Pour mener à bien l’industrialisation de l’U.R.S.S., le Parti communiste et l’État soviétique ont eu à surmonter des difficultés énormes, dues au retard économique du pays, à la résistance acharnée des éléments capitalistes en train de disparaître et à l’existence d’un entourage capitaliste hostile. Le Parti communiste fit triompher la politique d’industrialisation du pays contre les pires ennemis du socialisme, les trotskistes et les boukhariniens, qui, à la ligne générale du Parti tendant à industrialiser le pays, opposaient une politique tendant à faire du pays des Soviets un appendice agricole des pays impérialistes, et tentaient d’engager l’U.R.S.S. dans la voie d’un développement capitaliste.

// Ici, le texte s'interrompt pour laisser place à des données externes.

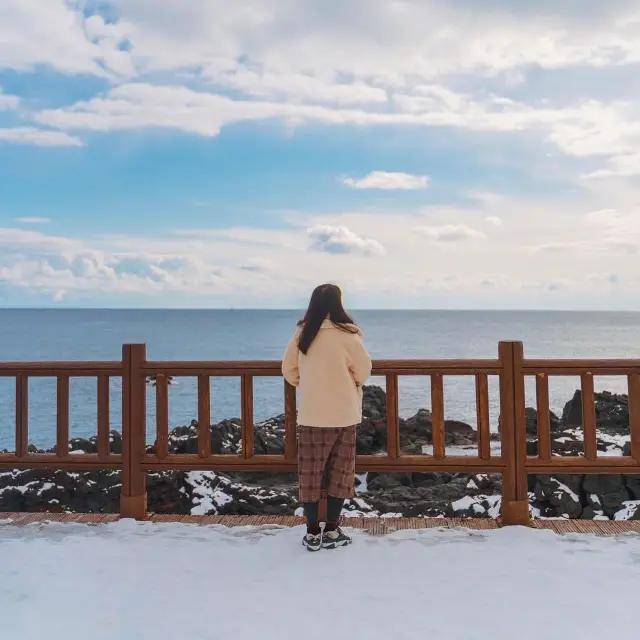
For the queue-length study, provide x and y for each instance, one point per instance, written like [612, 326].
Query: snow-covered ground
[130, 581]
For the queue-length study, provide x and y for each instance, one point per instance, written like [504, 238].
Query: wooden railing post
[133, 498]
[515, 502]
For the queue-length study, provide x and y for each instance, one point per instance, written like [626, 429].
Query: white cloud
[341, 240]
[8, 102]
[388, 180]
[33, 220]
[245, 266]
[450, 233]
[39, 137]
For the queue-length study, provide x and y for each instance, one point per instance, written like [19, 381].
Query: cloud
[8, 102]
[341, 240]
[450, 233]
[33, 220]
[388, 180]
[39, 137]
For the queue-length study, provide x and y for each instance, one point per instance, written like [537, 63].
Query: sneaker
[334, 539]
[312, 542]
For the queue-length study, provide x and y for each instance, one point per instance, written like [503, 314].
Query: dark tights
[311, 511]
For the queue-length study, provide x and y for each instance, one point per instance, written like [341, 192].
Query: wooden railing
[135, 460]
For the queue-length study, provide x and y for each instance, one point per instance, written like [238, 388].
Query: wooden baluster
[544, 426]
[589, 418]
[162, 415]
[22, 415]
[104, 442]
[246, 391]
[204, 416]
[133, 498]
[290, 418]
[633, 382]
[62, 419]
[437, 416]
[393, 423]
[482, 412]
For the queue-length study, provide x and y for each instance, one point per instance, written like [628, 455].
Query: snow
[463, 504]
[628, 510]
[562, 488]
[129, 581]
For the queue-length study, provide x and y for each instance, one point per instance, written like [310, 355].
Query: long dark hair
[326, 301]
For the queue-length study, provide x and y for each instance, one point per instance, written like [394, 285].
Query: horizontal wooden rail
[137, 459]
[54, 369]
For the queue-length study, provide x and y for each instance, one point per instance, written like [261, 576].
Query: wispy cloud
[8, 102]
[450, 233]
[39, 137]
[388, 180]
[33, 220]
[341, 240]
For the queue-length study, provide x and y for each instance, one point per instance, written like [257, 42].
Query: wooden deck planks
[372, 526]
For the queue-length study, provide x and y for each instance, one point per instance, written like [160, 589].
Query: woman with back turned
[328, 363]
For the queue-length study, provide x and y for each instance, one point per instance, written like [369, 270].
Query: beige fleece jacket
[329, 377]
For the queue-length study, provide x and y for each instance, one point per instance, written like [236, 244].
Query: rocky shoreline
[399, 494]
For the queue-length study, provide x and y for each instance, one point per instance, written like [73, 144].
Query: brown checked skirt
[326, 460]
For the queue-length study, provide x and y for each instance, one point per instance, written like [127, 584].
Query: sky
[419, 153]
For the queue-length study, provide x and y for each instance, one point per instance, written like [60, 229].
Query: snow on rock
[375, 589]
[630, 511]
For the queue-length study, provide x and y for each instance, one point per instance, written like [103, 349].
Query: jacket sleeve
[290, 369]
[360, 361]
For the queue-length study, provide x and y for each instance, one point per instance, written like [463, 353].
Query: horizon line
[354, 309]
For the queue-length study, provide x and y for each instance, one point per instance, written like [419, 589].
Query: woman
[329, 364]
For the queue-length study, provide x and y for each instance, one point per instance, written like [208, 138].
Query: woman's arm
[360, 361]
[290, 369]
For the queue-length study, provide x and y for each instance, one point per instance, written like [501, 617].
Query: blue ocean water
[28, 335]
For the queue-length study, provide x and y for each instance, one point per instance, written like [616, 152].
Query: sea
[67, 334]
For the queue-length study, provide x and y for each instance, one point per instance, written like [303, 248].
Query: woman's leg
[341, 469]
[334, 509]
[311, 510]
[313, 451]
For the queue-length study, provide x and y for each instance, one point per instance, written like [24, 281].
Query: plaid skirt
[326, 461]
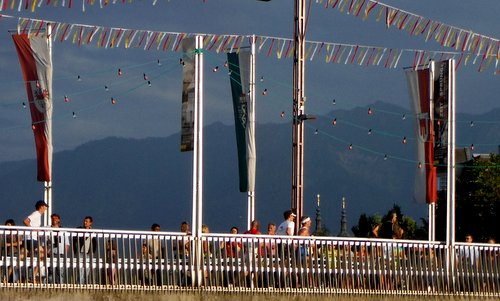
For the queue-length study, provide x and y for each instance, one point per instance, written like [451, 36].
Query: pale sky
[155, 111]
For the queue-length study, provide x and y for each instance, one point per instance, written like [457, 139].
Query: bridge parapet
[137, 260]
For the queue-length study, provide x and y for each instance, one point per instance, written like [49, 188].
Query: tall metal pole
[450, 197]
[251, 124]
[432, 206]
[298, 108]
[47, 195]
[198, 159]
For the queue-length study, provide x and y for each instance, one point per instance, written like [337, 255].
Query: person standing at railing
[34, 220]
[232, 247]
[155, 246]
[287, 227]
[57, 249]
[270, 247]
[85, 247]
[389, 228]
[10, 250]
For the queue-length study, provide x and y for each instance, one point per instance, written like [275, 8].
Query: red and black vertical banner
[36, 64]
[441, 103]
[188, 95]
[419, 86]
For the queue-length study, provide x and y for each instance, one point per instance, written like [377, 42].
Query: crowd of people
[156, 248]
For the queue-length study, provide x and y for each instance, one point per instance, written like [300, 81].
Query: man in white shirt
[287, 227]
[59, 243]
[35, 220]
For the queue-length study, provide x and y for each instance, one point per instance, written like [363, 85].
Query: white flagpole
[48, 184]
[198, 158]
[432, 206]
[251, 122]
[450, 200]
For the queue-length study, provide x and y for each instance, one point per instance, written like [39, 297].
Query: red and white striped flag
[36, 64]
[420, 102]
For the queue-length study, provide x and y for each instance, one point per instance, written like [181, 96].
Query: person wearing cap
[305, 223]
[287, 227]
[35, 220]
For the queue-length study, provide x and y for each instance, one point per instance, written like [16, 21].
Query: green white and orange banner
[337, 53]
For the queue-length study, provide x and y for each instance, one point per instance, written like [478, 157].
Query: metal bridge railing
[97, 259]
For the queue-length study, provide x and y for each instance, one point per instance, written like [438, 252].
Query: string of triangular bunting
[362, 55]
[486, 48]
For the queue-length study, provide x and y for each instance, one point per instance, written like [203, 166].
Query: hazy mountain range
[132, 183]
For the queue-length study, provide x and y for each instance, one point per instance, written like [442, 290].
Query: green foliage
[478, 199]
[411, 229]
[365, 225]
[322, 232]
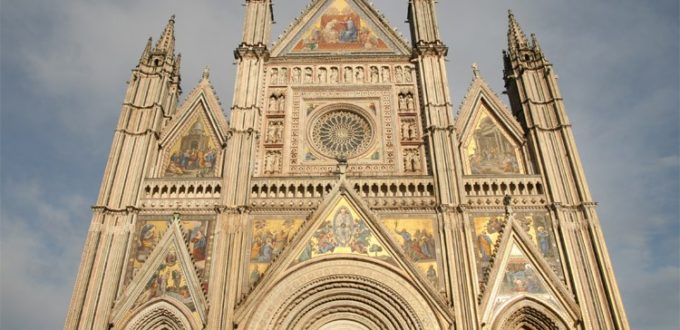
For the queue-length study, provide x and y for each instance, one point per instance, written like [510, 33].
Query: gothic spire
[516, 38]
[146, 54]
[166, 43]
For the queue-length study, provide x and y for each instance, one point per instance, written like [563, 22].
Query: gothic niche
[341, 133]
[406, 103]
[277, 102]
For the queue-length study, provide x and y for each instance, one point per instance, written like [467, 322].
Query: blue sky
[64, 64]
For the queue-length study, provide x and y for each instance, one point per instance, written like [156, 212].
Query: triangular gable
[519, 272]
[491, 139]
[342, 227]
[340, 27]
[192, 141]
[167, 275]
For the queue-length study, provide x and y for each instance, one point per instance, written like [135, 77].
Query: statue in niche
[273, 105]
[334, 75]
[402, 102]
[278, 132]
[272, 162]
[409, 102]
[322, 75]
[408, 77]
[348, 74]
[386, 74]
[398, 74]
[360, 75]
[283, 77]
[282, 103]
[404, 130]
[274, 78]
[308, 76]
[411, 160]
[274, 132]
[296, 75]
[375, 75]
[408, 131]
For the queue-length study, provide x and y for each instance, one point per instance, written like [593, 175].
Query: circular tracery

L’industrialisation socialiste de l’U.R.S.S. a eu une immense portée internationale. La transformation rapide d’un pays, autrefois arriéré, en un puissant État industriel prouva de façon irréfutable les avantages du système socialiste d’économie et renforça la situation internationale de l’Union soviétique. L’expérience de l’industrialisation de l’U.R.S.S. est aujourd’hui mise à profit par les États de démocratie populaire, à leur tour engagés sur la voie de l’édification du socialisme.

Dans chaque pays qui bâtit le socialisme, le déroulement de l’industrialisation dépend des conditions intérieures et extérieures. L’Union soviétique, qui fut le premier et, pendant longtemps, le seul pays à avoir construit le socialisme, alors qu’elle était entourée de puissances capitalistes hostiles, a dû créer une industrie lourde, avec toutes ses principales branches, en des délais historiques extrêmement réduits et en recourant uniquement à ses ressources intérieures. Ceci explique les difficultés énormes auxquelles s’est heurtée la construction du socialisme en U.R.S.S. Les pays de démocratie populaire bénéficient aujourd’hui de conditions plus favorables, puisqu’il existe un camp puissant de la démocratie et du socialisme. Dans ces pays, on tient compte, pour créer une industrie, des particularités nationales, y compris des conditions naturelles, de l’opportunité économique de développer telles ou telles industries, dans la perspective de tous les avantages que comportent une large division du travail entre les pays du camp socialiste et leur entraide économique.